When my bank itself set up its balance sheet, it turned out that the profits were a bit low and that the owners would like to see higher profits. No problem. Another subsidiary was established, a real estate company, which bought estate from the bank at an overvalued price. Thus an additional nice profit showed up in the balance sheet and again the auditors accepted this as long as the overvaluation was not scandalously high. By the way, this and other, similar methods are used by managers, whose salaries exist in large parts of bonus payments.

Such practices played a big role in the global financial meltdown. And you can see how difficult it will be to regulate this internationally. It is even questionable, whether this is possible at all.

Financial regulatory agencies get sometimes captured by bank interests as well as by ideology. The IMF has played a disastrous role for many developing countries and countries in transition. Its mantra of “privatise, liberalise and stabilise”, the policy of the so called “Washington Consensus” has led to stagnation in Latin America and to collapse in Russia, because it overlooked the importance of institutions for a market economy. (See the writings of Acemoglu, Rodrick and others). Empirical studies (Frankel, Roubini) about IMF lending have revealed that the facts support better the bailout hypothesis than the stabilisation hypothesis. In other words, it is more likely that these credits were used to bail out banks, especially US banks than to stabilise the debtor countries. Should the IMF be trusted to oversee the world financial system for the benefit of the ordinary taxpayer? I have doubts. To reform large organisations is as difficult as to reform political parties or churches.

Assume that the problem of regulatory capture can be successfully solved. An international regulatory agency must have access to all financial data worldwide. Is this transparency at all possible? It might be possible to eliminate some white spots on the financial landscape for instance in Switzerland, Iceland or Estonia. But the main problem is not these unregulated havens, it is China. China has become the most important player in the world financial markets with foreign reserves of over 1.7 trillion dollars and a current account surplus of more than 370 billion dollars in 2008. Does anyone believe that the Chinese government will let an international regulatory agency look into its deck of cards? Chinese banks are state controlled and state owned. The government uses them to steer the economy and to make politics. China is a nation with a long standing tradition of secrecy. Its most fabulous monument is the “forbidden city”. Another important financial player is Saudi Arabia. Does anyone really believe that these two countries will open all of their books to international controllers?
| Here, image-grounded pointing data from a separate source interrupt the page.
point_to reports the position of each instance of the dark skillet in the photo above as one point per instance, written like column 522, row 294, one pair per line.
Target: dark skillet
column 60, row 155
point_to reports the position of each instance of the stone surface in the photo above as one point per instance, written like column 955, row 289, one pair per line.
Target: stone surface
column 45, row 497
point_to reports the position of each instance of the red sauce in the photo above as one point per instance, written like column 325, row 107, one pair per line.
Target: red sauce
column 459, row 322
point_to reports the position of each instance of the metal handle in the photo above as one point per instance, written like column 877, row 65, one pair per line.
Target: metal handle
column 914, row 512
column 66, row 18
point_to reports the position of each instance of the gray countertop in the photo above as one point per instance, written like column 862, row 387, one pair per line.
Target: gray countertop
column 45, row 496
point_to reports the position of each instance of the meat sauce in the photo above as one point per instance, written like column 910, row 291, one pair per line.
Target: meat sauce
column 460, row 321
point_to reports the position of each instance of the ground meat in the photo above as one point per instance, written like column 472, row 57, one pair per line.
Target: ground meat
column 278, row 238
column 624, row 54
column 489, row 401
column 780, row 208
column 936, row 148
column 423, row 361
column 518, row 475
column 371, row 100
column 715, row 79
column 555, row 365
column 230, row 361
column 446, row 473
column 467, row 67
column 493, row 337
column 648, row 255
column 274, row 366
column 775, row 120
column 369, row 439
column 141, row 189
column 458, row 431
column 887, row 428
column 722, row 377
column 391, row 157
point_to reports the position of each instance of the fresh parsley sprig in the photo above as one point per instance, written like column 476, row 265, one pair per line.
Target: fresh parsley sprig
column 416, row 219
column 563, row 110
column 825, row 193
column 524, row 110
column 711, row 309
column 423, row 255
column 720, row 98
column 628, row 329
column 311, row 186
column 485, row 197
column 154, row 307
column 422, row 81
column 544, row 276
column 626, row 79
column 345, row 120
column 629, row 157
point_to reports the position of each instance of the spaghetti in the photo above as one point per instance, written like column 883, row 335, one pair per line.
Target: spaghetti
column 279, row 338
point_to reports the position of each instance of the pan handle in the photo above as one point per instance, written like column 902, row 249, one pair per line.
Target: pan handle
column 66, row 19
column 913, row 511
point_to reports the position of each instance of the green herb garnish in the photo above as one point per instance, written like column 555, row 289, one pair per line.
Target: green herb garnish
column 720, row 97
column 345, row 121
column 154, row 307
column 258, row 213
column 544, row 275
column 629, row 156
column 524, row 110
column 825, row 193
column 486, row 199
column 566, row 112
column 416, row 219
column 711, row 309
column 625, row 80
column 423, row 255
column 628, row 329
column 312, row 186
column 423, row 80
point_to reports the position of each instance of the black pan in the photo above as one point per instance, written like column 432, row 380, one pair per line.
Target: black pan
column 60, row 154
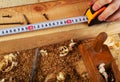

A third question mark goes to the auditors. The scandals and omissions, in which they are involved and which they did not prevent have accumulated so much, that some people start asking, whether this profession is of any use at all. Here at least something can be done, sharpen the liability of auditors. I have proposed this in several articles before. So far liability does not work. Courts are reluctant to define due levels of care, which are different from those, which the auditors have defined for themselves. And courts set very and in my view unreasonably high hurdles for the proof of causation. In other words, courts prefer to make type-one-errors over making type-two-errors. They should and could strike the balance between both types of error better.

1 comment:

  1. The lack of resposibility is now obvious. The problem is even more eminent in banking sector as it benefits from, explicit or implicit, guarantees of the governement. Therefore, the agent-principal problem in banks is more serious than in other companies (like Enron for example).

    How to increase the liability of banks? By more strict regulations? I am thinking about the corporate structure: should banks be allowed to operate with limited liability? Or maybe the owners should be responsible without limits, like in partnerships? Won't it lead to greater amount of internal control over the management and less risky behavior of banks?